Industrial automation improves building control efficiency
07 July 2009
An automation company is completely overhauling the building control systems in its own offices, and expects to make significant cost reductions through energy saving.
Building automation engineers are turning more and more often to industrial automation technologies instead of the traditional dedicated controllers.
Industrial automation improves building control efficiency
They are finding that improved data collection and interpretation means systems can be both optimised against set criteria such as energy saving and more easily adapted to changing needs and circumstances.
Equally is it possible to achieve both a monitoring and control strategy using the same infrastructure.
Automation giant Mitsubishi Electric has found itself involved in such projects increasingly often, and recently has been applying its expertise to its own offices in Hatfield, Hertfordshire.
"Our building is typical of many commercial premises in this country," explained Chris Evans, a senior manager in the Automation Division. "It was built in the 1980s, long before anyone worried too much about energy consumption or environmental impact. It is still looking smart, functional and modern, but we decided that at 25 years old a comprehensive review of the building management system was in order."

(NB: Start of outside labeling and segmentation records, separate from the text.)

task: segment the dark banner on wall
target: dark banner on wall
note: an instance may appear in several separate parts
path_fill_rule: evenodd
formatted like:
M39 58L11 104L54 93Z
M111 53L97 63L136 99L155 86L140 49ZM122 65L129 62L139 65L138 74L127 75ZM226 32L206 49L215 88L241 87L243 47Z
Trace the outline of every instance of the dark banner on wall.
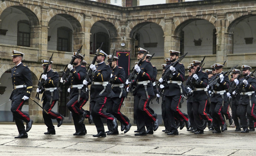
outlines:
M123 68L125 72L125 80L129 75L130 67L130 51L116 51L117 60L117 65Z

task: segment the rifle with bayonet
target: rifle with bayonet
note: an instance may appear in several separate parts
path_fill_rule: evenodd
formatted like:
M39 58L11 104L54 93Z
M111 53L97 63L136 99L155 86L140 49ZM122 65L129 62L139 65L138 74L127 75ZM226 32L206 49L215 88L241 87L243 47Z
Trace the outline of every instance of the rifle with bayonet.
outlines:
M225 72L224 73L222 74L223 75L223 76L225 76L227 75L228 73L229 74L229 73L230 73L230 72L231 72L231 71L233 70L234 68L235 68L238 65L237 65L235 66L234 66L234 67L232 67L232 68L231 68L229 70ZM217 87L218 87L219 86L219 84L218 82L218 81L220 79L220 77L218 77L217 79L213 79L208 84L208 85L209 86L209 87L212 87L214 85L216 85L216 86L217 86Z
M72 58L72 59L71 60L71 61L69 63L70 64L73 65L74 63L74 61L75 61L75 59L77 57L78 54L79 54L79 53L80 52L80 51L81 51L81 50L82 49L82 47L83 47L83 45L81 46L80 49L77 50L77 52L76 52L76 54L75 54L75 56L74 56ZM74 55L75 55L75 53L74 52ZM67 64L65 67L65 68L64 69L64 71L62 73L62 75L61 76L61 78L62 78L62 80L63 80L63 81L66 80L67 81L67 78L69 75L70 75L70 76L72 75L72 74L70 73L70 71L69 70L69 69L68 68L68 64ZM61 88L62 87L63 85L63 83L60 83L60 85L59 85L59 87L58 87L58 89L59 89L61 92L62 91L62 90Z
M187 55L187 54L188 53L187 53L182 56L181 56L179 58L179 59L177 60L177 61L175 62L174 62L174 63L173 63L173 64L172 65L172 66L174 67L175 67L175 66L182 60L182 59L185 57L185 56ZM170 68L168 68L166 70L165 70L165 72L163 73L163 74L162 74L162 78L163 79L163 81L165 81L166 82L167 81L165 81L165 80L168 76L169 76L171 79L172 78L172 77L173 77L173 75L172 74L171 74L171 70L170 70ZM163 83L160 83L160 82L159 82L156 85L158 90L159 94L161 96L162 96L162 92L163 92L163 89L160 88L160 86L161 85L162 85L164 84L163 82L163 82ZM165 86L165 85L164 85L164 86ZM157 98L156 101L158 103L159 103L159 97L157 97Z
M95 64L95 62L96 62L96 59L97 58L97 57L98 57L98 56L99 54L99 52L100 52L100 49L101 49L101 46L102 46L103 44L103 42L102 42L100 45L100 46L99 49L97 50L96 55L94 56L94 57L93 58L93 59L92 60L92 64L93 65ZM85 77L84 79L85 80L86 80L88 82L89 82L89 80L92 76L92 74L93 72L92 72L93 71L92 70L92 69L90 68L90 66L88 66L88 68L87 68L87 71L86 72L86 74L85 75ZM83 87L82 88L82 91L84 93L86 92L85 91L85 88L86 88L86 86L85 85L84 85L84 87Z
M255 70L253 71L250 73L250 74L249 74L249 75L248 75L247 76L246 76L245 77L245 80L248 80L250 77L254 75L254 73L255 72L255 71L256 71L256 69L255 69ZM237 85L236 85L236 86L235 87L235 89L234 89L234 91L235 92L236 94L239 93L243 89L242 87L243 85L243 83L242 81L240 81L238 83L238 84L237 84ZM235 96L235 95L232 94L232 96L231 96L231 98L233 98Z
M148 49L148 50L149 50L149 49ZM144 55L143 55L143 57L142 57L142 58L140 59L140 60L139 61L139 62L138 63L138 66L139 66L140 65L140 64L141 64L141 63L144 60L145 57L146 56L147 54L148 53L148 50L144 54ZM135 67L135 66L133 67L133 69L132 69L132 70L131 70L130 72L130 74L129 74L129 75L127 77L127 80L128 80L129 82L131 82L133 80L136 79L136 78L137 77L137 75L136 74L137 73L137 72L134 69L134 67ZM126 93L127 93L128 92L126 89L128 87L128 84L126 84L124 86L124 87L123 88L124 91ZM130 86L129 87L130 90L132 90L132 86ZM127 97L127 94L126 97Z
M45 68L44 68L44 72L41 74L41 75L40 76L40 78L39 79L39 80L38 81L38 84L37 85L38 88L39 89L39 90L42 90L44 89L44 87L43 87L43 84L44 84L45 82L45 80L43 79L42 79L42 75L43 75L43 74L44 74L44 75L46 74L47 71L48 70L48 68L49 67L49 65L50 65L50 64L51 64L51 59L52 58L52 56L53 56L53 53L51 55L51 56L50 58L50 59L49 59L49 62L48 62L48 63L47 63L47 64L45 66ZM38 100L40 100L40 98L39 98L39 94L40 93L39 92L37 92L37 95L36 95L36 97L35 97L35 98Z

The project team developed a schedule for refurbishment, starting with upgrading the thermal insulation and swapping to low energy lighting. Solar and PV panels were deployed to supplement the demand from the mains supply, while ground source thermal balancing replaced many of the air conditioning cooler units. Additionally the existing building control system was replaced with an up-to-date system centred around Mitsubishi's own MX4 Energy software solution, MX4 SCADA and PLCs (programmable logic controllers).
The building was designed and built for Mitsubishi in the mid 1980s. The air conditioning was not Mitsubishi's manufacture but the main switchboard included Mitsubishi switchgear.
Evans again: "The general A/c controls were designed for open plan spaces and became difficult to balance once we installed offices into some of the larger open plan spaces. There was local control for the aircon (and lighting) in individual rooms, but at times this could be considerably sub-optimal."
"We knew that between the MX4 suite and our powerful Q-series PLCs, we could create a much more flexible and controllable system that would self-regulate itself to save energy and minimise running costs.
And because we would be using Mitsubishi Air Conditioning technology from our sister division integrated into our own controllers and switchgear, we knew everything would be as efficient, green and intelligent as possible."
The building was split into a series of zones each with its own control network. These were integrated over the company LAN (local Area Network) to give an efficient yet simple overall architecture.
"The first phase was to monitor the electricity usage in each of the building's sub circuits. To do this we fitted our energy meters, from our CLPA partner company ND Metering Solutions in Bradford, to the existing distribution panel in the switch room. A total of 25 meters were fitted and all networked via CC-Link back the control PLC."
A CC-Link 'open' control network was chosen because Mitsubishi has identified CC-Link as having great potential in building control systems. It offers many advantages, including the ability to add, remove or replace individual items of equipment without shutting down the whole system – very useful in facilities management applications. The ND meters have a CC-Link interface fitted as a standard option.
The idea behind phase one was to do an extended soak test of the building, identifying patterns of energy use and highlighting trends and hot spots.
"Building control systems, just like their industrial automation counterparts, can require an incredible amount of cabling," explained Evans. "CC-Link allows each control device to be daisy-chained on a single network or multiple networks for more complex architectures. CC link does not require the more complex set up or slave device files of other open networks, making it extremely easy to install and to add further devices if the system expands. The cost saving in installation time can be staggering, particularly on larger systems."
Six weeks into the soak test, trends were emerging- some of which were being addressed with a simple application of common sense. For instance it was realised that equipment in the kitchen was being left on over the weekend, and that bank holidays were not programmed into the existing controller's calendar.
"Such issues were 'low hanging fruit', we could easily address them and see an often-significant payback," said Evans. "Once we have analysed the results of the initial monitoring phase, we will be able to implement sensible control strategies to maximise efficiency and cost savings. The PLC system will take over control of the Mitsubishi air conditioning units utilising our proven integrated solution with the A/c controllers allowing us to control when and for how long the air conditioning system is operating. Allowing some local manual settings but implementing an overall "policing" system to automatically turn off the units when not required."
"A further addition would be to incorporate occupancy monitoring and lighting control in meeting rooms to further maximise efficiencies again allowing local control within set parameters, and automatically powering down after everybody leaves."
Evans explained that with a flexible control infrastructure in place, it is relatively easy to add further controls either in individual zones or across the whole building.
"Its a process of evolution really. We won't be implementing everything at the beginning, but we will add control elements over time. This very much mirrors what can happen in a typical building evolution, the difference with our solution, is that once the infrastructure has been put in place to monitor the energy usage, the flexibility of our solution means that a control strategy can be achieved without the need for major extra investment. Overall our expectation is that we will reduce energy consumption and running costs by 25-30%, and this is starting with a system that wasn't particularly inefficient in the first place."